Financial highlights

  • Hospital segment revenue grew 18% year-over-year, led by federal bids and mature products.

  • Retail and aesthetics segment revenue increased 2% year-over-year, with launches contributing 33% growth.

  • Recurring EBITDA reached BRL 104 million, up 25% year-over-year, with margin up 170 bps to 23.9%.

  • Working capital cycle impacted by supplier financing and inventory build-up for new lines, expected to normalize during the year.

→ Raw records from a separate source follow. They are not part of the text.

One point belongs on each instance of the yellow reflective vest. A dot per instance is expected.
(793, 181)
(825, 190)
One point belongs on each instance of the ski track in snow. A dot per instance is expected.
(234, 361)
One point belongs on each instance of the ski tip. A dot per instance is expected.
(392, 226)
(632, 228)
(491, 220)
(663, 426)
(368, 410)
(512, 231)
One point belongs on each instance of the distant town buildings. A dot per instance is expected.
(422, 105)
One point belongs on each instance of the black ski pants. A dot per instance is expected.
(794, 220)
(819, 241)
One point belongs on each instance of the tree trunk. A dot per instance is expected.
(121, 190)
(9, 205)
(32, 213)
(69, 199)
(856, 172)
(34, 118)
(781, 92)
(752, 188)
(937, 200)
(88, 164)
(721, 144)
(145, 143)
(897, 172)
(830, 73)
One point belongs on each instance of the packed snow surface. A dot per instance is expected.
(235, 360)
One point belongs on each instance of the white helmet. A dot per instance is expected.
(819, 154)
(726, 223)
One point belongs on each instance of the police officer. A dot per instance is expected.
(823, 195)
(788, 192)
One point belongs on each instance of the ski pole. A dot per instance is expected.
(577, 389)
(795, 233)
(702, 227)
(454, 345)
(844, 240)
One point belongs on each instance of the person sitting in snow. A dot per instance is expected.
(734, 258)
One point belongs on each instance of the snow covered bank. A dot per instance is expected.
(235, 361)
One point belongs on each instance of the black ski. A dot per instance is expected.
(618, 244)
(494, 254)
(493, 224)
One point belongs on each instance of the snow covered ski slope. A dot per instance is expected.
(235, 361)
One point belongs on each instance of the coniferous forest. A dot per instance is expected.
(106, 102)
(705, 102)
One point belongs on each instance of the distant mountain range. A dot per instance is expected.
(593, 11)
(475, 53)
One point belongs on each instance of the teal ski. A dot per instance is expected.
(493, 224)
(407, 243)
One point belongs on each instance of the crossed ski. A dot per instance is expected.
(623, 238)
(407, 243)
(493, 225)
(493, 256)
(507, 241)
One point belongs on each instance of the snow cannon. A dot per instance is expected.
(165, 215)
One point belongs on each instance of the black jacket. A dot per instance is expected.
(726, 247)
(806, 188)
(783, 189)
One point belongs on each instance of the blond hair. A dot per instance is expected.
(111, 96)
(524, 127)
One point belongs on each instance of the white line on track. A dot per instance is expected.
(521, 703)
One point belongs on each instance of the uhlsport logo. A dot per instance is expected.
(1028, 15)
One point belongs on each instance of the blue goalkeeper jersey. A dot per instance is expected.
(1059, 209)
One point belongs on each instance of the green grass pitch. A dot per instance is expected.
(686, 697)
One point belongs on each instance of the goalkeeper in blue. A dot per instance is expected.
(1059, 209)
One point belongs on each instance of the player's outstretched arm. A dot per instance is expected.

  • Expenses grew in line with revenue, with no dilution in Q1 due to prior investments in teams.

Outlook and guidance

  • New production lines and launches, especially monoclonal antibodies, are expected to drive revenue growth throughout 2026, with full effect in 2027.

  • Pipeline of drugs in ANVISA queue represents a BRL 2.7 billion addressable market; launches expected to accelerate as approvals come through.

  • EBITDA margin expected to improve by 100-200 basis points in 2026 as revenue grows and operational leverage increases.

  • Expense dilution and cost optimization anticipated to contribute to margin growth in the second half of the year.

  • Investment pace to accelerate, especially in clinical studies and innovation.